The national IPY data management in Norway is organised in a project (DOKIPY) where databases at Institute of Marine Research (IMR), Norwegian Polar Institute (NPI) and Norwegian Meteorological Institute (METNO) are synchronised at the metadata level using OAI-PMH serving DIF. We do also plan to use OAI-PMH to synchronise IPY metadata with GCMD. None of us, except for the NPI, has previous experience in using DIF. Thus we have had some interesting discussions, especially concerning how to map between various metadata standards. We have also had a dialogue with Melanie at GCMD on these issues. She has approved that we continue this discussion within this forum. In the present situation we have 2 main issues for discussion:
Incomplete DIF records
In at least one of the databases we have several metadata elements lacking proper DIF information as these were received prior to the IPY specification. We will of course edit these as soon as possible, but have decided to share this information at the national level (sometimes only minor information is lacking) although these records cannot be handled by GCMD before they are made complete. We will add the dummy text - Not Available to the elements not properly covered.

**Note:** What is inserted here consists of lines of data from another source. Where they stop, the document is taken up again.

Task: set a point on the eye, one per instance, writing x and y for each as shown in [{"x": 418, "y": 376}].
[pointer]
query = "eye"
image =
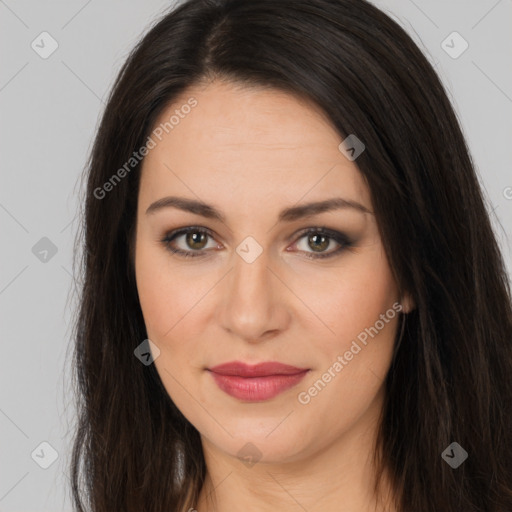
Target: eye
[
  {"x": 195, "y": 238},
  {"x": 319, "y": 239},
  {"x": 196, "y": 242}
]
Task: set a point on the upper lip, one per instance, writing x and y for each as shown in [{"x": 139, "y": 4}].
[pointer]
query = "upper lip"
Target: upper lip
[{"x": 238, "y": 368}]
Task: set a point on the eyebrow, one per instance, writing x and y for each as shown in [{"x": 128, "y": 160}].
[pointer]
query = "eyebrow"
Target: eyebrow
[{"x": 287, "y": 215}]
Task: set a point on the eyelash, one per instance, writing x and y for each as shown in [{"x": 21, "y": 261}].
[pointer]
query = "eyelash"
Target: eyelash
[{"x": 340, "y": 238}]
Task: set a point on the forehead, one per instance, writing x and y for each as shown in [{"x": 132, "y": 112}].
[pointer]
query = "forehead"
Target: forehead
[{"x": 251, "y": 141}]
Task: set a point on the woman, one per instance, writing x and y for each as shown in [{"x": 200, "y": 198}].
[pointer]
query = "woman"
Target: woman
[{"x": 292, "y": 298}]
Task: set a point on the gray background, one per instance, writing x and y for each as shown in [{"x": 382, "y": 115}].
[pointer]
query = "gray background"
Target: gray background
[{"x": 50, "y": 109}]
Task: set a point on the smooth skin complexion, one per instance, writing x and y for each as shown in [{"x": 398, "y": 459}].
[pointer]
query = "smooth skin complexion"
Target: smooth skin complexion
[{"x": 250, "y": 154}]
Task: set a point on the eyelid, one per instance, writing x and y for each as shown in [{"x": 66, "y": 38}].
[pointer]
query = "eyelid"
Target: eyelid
[{"x": 339, "y": 237}]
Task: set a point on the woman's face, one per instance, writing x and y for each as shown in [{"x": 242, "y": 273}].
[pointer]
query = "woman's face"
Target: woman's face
[{"x": 245, "y": 167}]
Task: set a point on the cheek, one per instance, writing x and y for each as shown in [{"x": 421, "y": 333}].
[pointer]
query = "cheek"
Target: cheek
[{"x": 363, "y": 291}]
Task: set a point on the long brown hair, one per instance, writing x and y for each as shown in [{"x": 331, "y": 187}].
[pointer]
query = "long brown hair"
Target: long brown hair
[{"x": 450, "y": 379}]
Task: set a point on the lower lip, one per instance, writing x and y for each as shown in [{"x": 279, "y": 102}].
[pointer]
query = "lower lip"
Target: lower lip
[{"x": 256, "y": 389}]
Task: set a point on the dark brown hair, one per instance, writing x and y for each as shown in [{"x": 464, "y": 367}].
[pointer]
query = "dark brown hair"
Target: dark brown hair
[{"x": 450, "y": 379}]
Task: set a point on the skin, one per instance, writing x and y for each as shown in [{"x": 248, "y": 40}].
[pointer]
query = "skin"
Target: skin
[{"x": 250, "y": 153}]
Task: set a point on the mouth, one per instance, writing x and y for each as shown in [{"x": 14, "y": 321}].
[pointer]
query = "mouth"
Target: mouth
[{"x": 256, "y": 383}]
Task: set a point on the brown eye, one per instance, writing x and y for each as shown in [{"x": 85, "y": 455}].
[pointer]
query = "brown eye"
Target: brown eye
[
  {"x": 318, "y": 242},
  {"x": 189, "y": 242},
  {"x": 196, "y": 239}
]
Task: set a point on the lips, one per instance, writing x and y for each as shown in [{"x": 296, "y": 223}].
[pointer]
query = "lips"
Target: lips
[{"x": 256, "y": 383}]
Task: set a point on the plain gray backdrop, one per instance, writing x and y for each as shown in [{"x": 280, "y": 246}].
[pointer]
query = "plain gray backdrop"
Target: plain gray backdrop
[{"x": 50, "y": 106}]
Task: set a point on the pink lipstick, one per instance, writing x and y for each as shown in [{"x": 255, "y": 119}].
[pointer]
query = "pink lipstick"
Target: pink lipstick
[{"x": 256, "y": 383}]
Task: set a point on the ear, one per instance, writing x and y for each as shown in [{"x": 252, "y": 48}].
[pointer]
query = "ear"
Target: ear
[{"x": 407, "y": 303}]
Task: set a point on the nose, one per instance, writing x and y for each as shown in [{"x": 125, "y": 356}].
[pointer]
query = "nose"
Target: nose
[{"x": 254, "y": 307}]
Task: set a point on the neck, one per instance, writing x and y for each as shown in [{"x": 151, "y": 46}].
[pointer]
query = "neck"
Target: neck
[{"x": 339, "y": 478}]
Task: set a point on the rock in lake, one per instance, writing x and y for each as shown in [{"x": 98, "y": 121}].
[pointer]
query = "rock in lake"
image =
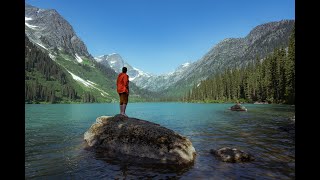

Do anyone else experience this problem and if so, how is it handled? This is however, not a big issue and will be solved by time anyway.
Changes in keywords
A bit more problematic in the current situation is the GCMD handling of the controlled vocabularies being used. In our discussion with GCMD we received the following information:
2) “How often do you see keywords change?”
GCMD: We have made additions to the keywords (note every time we add a new platform or instruments, that is a change to keywords). We still are actually quite dynamic (with additions). We expect to make significant Science Keyword changes to the list in 2009. Changes may include (1) renaming keywords, (2) deleted keywords, (3) adding new keywords, (4) changing where the keyword(s) lies in the hierarchy, (5) combining keywords.
What really worries us here is the problem of mapping GCMD keywords to other controlled vocabularies (e.g. Science Keywords to CF standard names) when GCMD plans to rename, delete or change location of keywords. In an operational context this creates a huge task maintaining the mapping between DIF and other standards. None of our databases use DIF internally, we all map to (and from) DIF.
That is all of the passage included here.